R Passes SAS, but Python Leaves Them Both Behind

rm999 · on March 5, 2017

I'm glad to see the quick convergence on Python. I've evaluated Python every ~2 years since 2006 for "data science" tasks (machine learning, statistics, data munging, and visualization). I'd argue that Python only properly covered this full data science stack 1.5-2 years ago. R covered this stack adequately probably around 2011-2012. Matlab had this before 2005.

What makes Python a superior language to Matlab and R is the ease of software development. It's an easy, pleasant language to work in, and I trust it for production tasks (I've written production R code and it's fairly hard to read and fragile).

What's even better is data science is moving 100% into Python 3 (from 2) by 2020:

http://www.python3statement.org/

fnord123 · on March 5, 2017

If you work in a team mixing data engineers and data scientists then python has been a superior choice for a decade as the different team members are all using the same language to build the platform and to use it.

We've had a lot of success weaning people of R and MATLAB in finance (so replace "data scientist" with "quant"). Of course if you work in a field that doesn't have the libraries and can't build them in house then your mileage will certainly vary.

rm999 · on March 5, 2017

This is a great point. Python has been a solid data engineer/pipeline language for years now.
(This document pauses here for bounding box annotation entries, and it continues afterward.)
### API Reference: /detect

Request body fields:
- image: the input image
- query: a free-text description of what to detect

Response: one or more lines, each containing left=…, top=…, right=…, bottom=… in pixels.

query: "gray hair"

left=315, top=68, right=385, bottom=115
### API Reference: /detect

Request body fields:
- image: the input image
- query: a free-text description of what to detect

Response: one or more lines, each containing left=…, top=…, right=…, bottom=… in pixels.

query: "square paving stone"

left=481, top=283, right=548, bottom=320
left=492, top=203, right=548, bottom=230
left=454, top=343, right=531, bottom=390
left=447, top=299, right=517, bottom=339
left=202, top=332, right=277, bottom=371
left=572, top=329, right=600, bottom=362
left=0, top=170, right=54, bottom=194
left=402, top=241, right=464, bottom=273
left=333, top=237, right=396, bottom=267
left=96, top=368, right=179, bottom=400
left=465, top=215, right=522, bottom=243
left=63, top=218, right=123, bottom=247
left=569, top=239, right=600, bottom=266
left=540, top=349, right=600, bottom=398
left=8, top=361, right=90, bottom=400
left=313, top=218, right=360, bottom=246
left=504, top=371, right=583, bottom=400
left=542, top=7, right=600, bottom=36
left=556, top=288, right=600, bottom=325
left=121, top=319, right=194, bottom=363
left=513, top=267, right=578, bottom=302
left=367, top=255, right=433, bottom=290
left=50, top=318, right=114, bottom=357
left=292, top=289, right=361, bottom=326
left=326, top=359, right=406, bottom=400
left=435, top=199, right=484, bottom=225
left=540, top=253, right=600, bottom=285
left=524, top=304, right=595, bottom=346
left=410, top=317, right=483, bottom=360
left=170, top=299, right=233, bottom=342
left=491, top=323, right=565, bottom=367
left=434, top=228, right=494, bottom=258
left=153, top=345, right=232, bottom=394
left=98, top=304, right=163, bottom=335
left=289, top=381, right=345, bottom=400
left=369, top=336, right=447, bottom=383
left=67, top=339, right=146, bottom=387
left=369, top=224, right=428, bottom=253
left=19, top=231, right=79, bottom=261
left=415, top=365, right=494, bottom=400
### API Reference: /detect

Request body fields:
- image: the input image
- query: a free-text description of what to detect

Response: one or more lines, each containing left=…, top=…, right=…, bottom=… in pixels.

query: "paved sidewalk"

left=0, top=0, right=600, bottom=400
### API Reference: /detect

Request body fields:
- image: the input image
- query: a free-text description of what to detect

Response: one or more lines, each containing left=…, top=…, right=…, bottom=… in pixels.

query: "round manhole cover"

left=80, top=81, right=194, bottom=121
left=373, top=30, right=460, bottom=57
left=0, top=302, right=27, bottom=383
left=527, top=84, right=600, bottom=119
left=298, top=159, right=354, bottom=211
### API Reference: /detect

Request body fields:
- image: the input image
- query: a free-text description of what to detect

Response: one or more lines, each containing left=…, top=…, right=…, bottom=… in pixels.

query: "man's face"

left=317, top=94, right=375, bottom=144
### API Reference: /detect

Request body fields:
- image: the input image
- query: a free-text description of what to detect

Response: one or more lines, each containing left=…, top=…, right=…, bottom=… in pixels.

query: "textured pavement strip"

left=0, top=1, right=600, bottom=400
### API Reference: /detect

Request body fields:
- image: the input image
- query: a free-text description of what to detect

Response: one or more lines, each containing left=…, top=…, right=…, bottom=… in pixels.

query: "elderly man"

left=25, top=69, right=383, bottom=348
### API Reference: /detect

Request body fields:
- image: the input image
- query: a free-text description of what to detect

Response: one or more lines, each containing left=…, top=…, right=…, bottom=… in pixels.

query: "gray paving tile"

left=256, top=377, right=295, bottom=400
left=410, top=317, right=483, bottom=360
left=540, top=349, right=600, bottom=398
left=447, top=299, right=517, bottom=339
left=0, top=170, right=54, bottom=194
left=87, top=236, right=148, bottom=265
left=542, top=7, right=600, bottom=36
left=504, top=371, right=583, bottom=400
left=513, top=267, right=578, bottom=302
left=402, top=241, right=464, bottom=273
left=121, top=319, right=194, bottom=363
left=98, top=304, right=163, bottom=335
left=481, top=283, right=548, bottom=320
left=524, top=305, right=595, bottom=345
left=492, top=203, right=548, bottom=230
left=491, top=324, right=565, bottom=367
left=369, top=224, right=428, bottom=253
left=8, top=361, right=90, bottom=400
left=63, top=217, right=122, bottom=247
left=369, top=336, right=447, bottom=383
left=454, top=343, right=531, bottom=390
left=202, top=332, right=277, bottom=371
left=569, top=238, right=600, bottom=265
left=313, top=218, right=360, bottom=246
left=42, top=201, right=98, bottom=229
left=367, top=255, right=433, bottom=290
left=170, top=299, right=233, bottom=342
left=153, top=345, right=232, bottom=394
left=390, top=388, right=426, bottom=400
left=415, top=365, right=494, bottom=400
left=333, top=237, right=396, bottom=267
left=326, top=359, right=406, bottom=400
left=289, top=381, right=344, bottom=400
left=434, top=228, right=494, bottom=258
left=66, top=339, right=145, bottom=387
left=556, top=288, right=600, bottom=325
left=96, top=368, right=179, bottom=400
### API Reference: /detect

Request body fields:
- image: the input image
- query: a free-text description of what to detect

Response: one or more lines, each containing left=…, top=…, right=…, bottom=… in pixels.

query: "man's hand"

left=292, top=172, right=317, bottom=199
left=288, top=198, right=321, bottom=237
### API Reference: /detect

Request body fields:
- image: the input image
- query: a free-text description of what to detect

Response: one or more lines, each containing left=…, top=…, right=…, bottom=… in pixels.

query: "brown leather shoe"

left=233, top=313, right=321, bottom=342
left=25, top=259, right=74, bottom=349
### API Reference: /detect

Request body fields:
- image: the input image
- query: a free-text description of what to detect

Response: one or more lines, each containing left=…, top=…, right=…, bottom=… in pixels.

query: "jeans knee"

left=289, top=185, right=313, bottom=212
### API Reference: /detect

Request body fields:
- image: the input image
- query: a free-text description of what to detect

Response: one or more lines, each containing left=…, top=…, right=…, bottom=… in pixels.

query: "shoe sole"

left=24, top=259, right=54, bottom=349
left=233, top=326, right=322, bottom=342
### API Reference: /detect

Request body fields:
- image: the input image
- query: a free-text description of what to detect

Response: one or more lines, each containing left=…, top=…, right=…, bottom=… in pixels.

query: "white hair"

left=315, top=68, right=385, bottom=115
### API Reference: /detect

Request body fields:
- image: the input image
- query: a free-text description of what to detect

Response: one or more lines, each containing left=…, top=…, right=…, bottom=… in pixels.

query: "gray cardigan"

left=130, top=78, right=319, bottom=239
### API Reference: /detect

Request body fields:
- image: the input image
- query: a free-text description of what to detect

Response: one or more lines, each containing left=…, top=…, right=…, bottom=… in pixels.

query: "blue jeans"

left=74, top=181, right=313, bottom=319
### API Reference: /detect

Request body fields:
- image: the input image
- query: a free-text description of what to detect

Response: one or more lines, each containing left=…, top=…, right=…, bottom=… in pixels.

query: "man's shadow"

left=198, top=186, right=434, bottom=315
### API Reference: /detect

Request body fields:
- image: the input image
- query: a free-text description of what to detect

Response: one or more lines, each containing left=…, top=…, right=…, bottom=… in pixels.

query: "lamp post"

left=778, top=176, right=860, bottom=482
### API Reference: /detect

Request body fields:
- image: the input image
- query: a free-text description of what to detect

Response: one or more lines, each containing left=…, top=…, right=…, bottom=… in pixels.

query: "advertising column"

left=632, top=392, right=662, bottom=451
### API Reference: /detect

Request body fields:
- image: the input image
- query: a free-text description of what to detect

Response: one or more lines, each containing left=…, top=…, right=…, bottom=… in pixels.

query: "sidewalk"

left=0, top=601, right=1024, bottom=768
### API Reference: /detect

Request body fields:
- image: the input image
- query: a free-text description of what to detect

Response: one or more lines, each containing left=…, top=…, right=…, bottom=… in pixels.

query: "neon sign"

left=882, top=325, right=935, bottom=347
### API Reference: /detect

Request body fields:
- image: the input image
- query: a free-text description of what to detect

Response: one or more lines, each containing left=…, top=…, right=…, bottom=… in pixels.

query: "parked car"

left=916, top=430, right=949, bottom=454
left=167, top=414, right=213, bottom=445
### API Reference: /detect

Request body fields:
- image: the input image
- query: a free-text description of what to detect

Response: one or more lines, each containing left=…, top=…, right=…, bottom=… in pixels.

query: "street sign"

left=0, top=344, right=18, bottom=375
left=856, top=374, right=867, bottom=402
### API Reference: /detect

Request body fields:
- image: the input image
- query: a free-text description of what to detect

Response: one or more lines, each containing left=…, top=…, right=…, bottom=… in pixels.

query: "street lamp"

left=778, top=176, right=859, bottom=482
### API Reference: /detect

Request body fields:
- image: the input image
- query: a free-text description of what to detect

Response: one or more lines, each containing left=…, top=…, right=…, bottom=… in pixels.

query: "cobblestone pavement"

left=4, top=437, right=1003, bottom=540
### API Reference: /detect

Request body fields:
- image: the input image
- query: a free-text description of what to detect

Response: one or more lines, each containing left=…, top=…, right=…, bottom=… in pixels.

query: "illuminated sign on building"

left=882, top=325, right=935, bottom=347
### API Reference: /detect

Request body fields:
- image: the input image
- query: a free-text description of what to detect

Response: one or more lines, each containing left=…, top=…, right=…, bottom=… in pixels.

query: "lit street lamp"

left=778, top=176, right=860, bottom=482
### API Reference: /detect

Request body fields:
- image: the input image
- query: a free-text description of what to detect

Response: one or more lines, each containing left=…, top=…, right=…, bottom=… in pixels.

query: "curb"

It makes it easy for data scientists and data engineers (or people who wear both hats) to work in the same environment and codebase.

est · on March 6, 2017

The only area of un-touched by Python is web frontends and mobile apps.

Hope Web assembly would change that.

thearn4 · on March 5, 2017

Off-topic, but what is a "data engineer"?

nl · on March 6, 2017

In my team, "data engineer" refers to someone who deals with the ETL process, but also some feature engineering (ie, designing and extracting features. There's a lot of cross over here with the work Data Scientists do, but often the tools are different: for example, in the Python world the data engineer will use Pycharms while the data scientist will use Jupyter.

nerdponx · on March 5, 2017

I'm sure someone can come along with a better description, but it's kinda like devops/sysadmin but specifically for data storage and access.

You could also look it up...

sdenton4 · on March 6, 2017

At some point, people realized that 90% of data science work was building pipes and keeping them clean. And then data engineering was invented so that the data scientists wouldn't have to get their hands as dirty. :)

fnord123 · on March 6, 2017

A snappier version which gives the flavour: Data scientists use {tensor flow, scikit-learn, parquet, hadoop, spark, scrapers, etc}. Data engineers write {tensor flow, scikit-learn, parquet, hadoop, spark, scrapers, etc}.

xapata · on March 6, 2017

I'd include database engineer in that bin. We used to call people DBAs but that seems a bit limiting now.

mehaveaccount · on March 5, 2017

That's a good description for a data engineer from my end.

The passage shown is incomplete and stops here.